The Trusted Network Connect NAC architecture is designed to work within an existing 802.1X authentication and authorization system. If you rename the client-side network Access Requestor to “802.1X supplicant”; the Policy Enforcement Point to “802.1X-compatible switch or access point”; and the Network Access Authority Policy Decision Point to “802.1X RADIUS server”, then the Trusted Network Connect NAC plan is bits of software that sit on top of an existing 802.1X deployment to add endpoint security assessment to the mix.

This becomes obvious if you look at the protocols the Trusted Network Connect chose to publish first. There are those that let the vendor-supplied integrity-measurement collectors talk to a vendor-neutral Trusted Network Connect client on the client system and those that let the vendor-supplied Integrity Measurement Verifier talk to the vendor-neutral Trusted Network Connect server on the Policy Decision Point end. As prototype implementations started showing up, Trusted Network Connect relied heavily on existing 802.1X mechanisms such as authentication and tunneling to get the other pieces to work, although none of this is laid out explicitly in the architecture documents.

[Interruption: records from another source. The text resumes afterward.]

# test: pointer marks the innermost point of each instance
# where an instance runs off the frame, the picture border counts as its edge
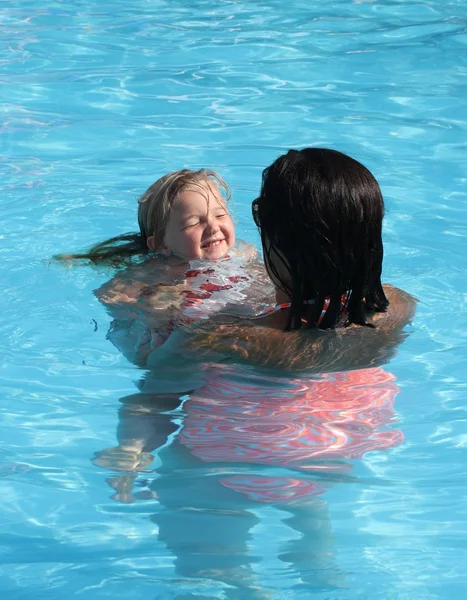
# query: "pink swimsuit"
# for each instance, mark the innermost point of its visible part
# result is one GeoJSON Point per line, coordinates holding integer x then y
{"type": "Point", "coordinates": [299, 424]}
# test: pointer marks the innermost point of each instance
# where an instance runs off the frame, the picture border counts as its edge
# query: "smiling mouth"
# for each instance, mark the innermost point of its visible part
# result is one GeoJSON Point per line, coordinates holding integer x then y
{"type": "Point", "coordinates": [212, 244]}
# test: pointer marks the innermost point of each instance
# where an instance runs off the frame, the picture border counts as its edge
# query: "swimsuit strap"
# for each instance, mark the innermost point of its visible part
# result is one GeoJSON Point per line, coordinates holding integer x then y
{"type": "Point", "coordinates": [327, 301]}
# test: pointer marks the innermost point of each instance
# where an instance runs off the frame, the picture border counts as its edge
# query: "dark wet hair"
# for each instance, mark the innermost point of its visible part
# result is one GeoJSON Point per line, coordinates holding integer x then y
{"type": "Point", "coordinates": [320, 214]}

Focusing on 802.1X does not mean that the Trusted Network Connect architecture won’t support other kinds of Policy Enforcement Points, such as firewalls, VPN concentrators or core switches. But it does mean that anyone trying to go from architecture to implementation using the Trusted Network Connect documents will quickly find even more missing pieces, at least at this stage of the architecture. Important parts of the big picture, such as how the Trusted Network Connect client and server talk to the network access requestor and network access authority, aren’t called out for future discussion – which means even when the architecture is completed as planned, it won’t be fully complete.

While TCG’s Trusted Network Connect architecture is a well-constructed way to think about NAC, refer to NAC components and compare NAC solutions, it doesn’t yet represent an architecture that’s complete enough to be used to begin implementation.